County considering consolidating fire districts

Tuesday, October 13, 2015

The Bourbon County Commissioners are taking steps to solve problems of disunity among some of the rural fire departments.

At the request of the commissioners, Will Wallis, Bourbon County Emergency Manager, researched the possibility of consolidating the rural fire districts in the county.

"They came to me first and asked me what I thought about the possibility of unifying a county-wide fire district program," Wallis told the Tribune. "I would not have agreed to pursue a county-wide (consolidation plan) at all if I knew that it wouldn't be positive."

Wallis said he began a conversation with Linn County Emergency Management Coordinator Doug Bartlett via email for details of how that county provides fire protection.

"Linn County has a county-wide fire department," Wallis said. "My question to him, is there anything negative?"

Bartlett said he could see no negative consequences for a consolidated county-wide fire district.

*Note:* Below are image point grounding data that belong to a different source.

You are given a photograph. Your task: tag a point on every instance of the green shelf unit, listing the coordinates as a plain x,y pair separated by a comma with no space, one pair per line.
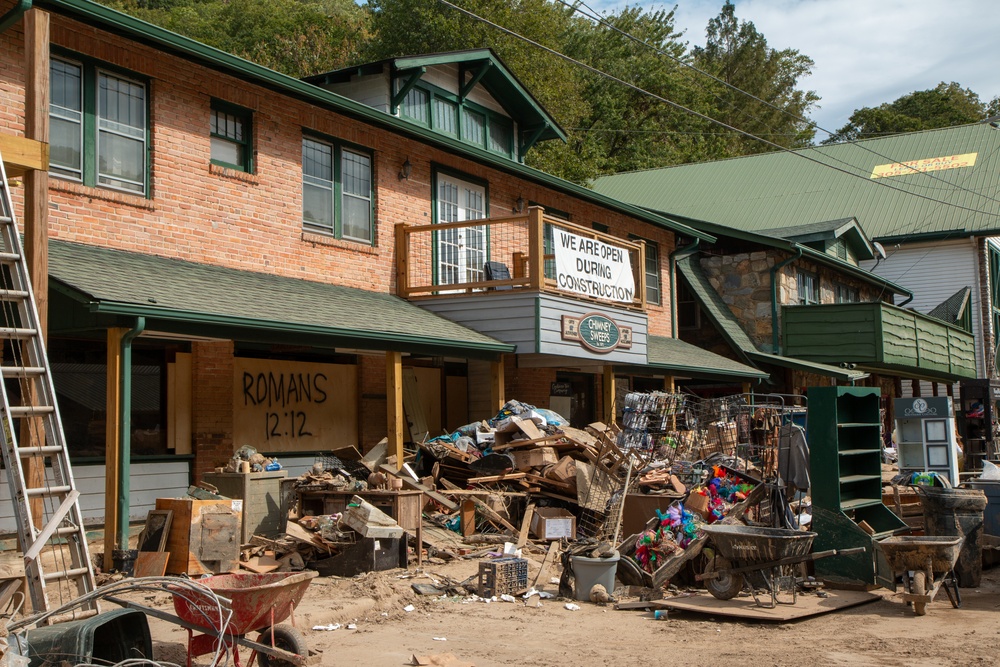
845,451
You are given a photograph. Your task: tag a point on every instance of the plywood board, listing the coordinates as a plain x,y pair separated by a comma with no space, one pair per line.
287,406
804,607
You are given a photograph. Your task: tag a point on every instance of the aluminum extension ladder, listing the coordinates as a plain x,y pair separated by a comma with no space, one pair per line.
49,522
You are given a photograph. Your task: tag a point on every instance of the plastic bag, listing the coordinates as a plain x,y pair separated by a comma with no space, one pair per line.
991,472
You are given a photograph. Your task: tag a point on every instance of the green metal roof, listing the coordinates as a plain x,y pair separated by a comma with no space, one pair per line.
132,28
676,355
717,310
177,296
784,189
807,252
496,78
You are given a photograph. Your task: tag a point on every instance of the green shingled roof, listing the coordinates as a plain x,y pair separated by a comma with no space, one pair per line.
783,189
689,360
175,292
717,311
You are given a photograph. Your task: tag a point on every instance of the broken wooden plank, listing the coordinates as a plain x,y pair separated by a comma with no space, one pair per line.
525,525
506,477
417,486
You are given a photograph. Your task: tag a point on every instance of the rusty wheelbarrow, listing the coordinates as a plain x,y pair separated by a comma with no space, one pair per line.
257,602
750,557
916,558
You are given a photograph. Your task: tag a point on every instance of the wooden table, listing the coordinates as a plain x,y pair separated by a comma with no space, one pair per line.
406,507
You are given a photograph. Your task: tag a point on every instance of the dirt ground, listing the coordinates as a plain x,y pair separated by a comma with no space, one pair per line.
881,633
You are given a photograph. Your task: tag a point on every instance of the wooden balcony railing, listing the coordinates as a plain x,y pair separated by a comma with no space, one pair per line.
499,254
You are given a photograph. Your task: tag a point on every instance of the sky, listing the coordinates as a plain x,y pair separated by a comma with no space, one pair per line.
866,52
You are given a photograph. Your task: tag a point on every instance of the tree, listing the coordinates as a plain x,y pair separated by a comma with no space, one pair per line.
945,105
737,54
295,37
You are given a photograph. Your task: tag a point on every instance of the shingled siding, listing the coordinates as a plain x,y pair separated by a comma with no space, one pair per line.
253,222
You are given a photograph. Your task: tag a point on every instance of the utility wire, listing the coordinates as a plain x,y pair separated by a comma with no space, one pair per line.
595,16
800,153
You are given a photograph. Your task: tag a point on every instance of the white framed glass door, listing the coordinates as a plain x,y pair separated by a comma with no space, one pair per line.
461,252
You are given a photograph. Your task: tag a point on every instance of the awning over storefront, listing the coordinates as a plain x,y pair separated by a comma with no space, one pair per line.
713,306
677,357
112,287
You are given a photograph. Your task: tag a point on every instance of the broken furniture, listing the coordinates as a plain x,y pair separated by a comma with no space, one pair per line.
404,506
204,536
261,496
845,444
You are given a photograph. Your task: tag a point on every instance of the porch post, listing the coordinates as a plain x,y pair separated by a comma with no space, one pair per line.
497,396
609,394
394,405
36,219
112,442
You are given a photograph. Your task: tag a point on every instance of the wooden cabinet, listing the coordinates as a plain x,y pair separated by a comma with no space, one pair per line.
204,536
845,451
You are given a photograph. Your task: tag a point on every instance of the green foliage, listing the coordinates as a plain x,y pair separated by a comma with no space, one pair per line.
295,37
737,54
945,105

Wallis then Bartlett asked what benefits there are.

Wallis met periodically with the commissioners in executive session to tell them what he learned, he said.

In the last executive session, Oct. 6, Wallis gave a written proposal of consolidation to the commissioners, he said.

"The commissioners, all three, have buy-in," Wallis said.

Wallis' recommendations

Consolidated training

There will be a "collective, equal, quantified, documented, justified and substantial training for all departments in a unified setting," the proposal states.

This will start to lower the Insurance Services Office and Public Protection Ratings.

"Linn County lowered their rating from eight, nine, or 10 out of 10 rating to a five out of 10 rating," he wrote in the proposal to the commission.

"You've got to be within five miles of a fire department to start dropping your insurance ratings," Wallis said.

Grant

A combined county-wide fire department would be positioned for more funding, such as the Staffing for Adequate Fire and Emergency Response (SAFE) grant. This would allow more paid, fully qualified, experienced staff placed in areas in the county far from current emergency services, he said.

"Our objective is this, apply for the SAFE grant for the whole county," Wallis said. "We can save money, but still cover the county as far as fire departments. Initially start to save money so we can afford to pay staff that would come alongside Delwin (Mumbower, Bourbon County Fire District No. 3 chief) and also be deployed to places like Uniontown, which is a long way from an actual, physical... paid staff that has EMT capabilities."

"The SAFE grant pays 100 percent of the wages of staff the first year," Wallis said. "It's a four or five-year program."

Wallis noted he has not looked at all the details of the grant.

"When the grant runs out, we would be obligated to continue to pay the health (insurance) and salary of all the paid staff," he said. To get to that point, the first thing we have to do is unify the county. That's number one."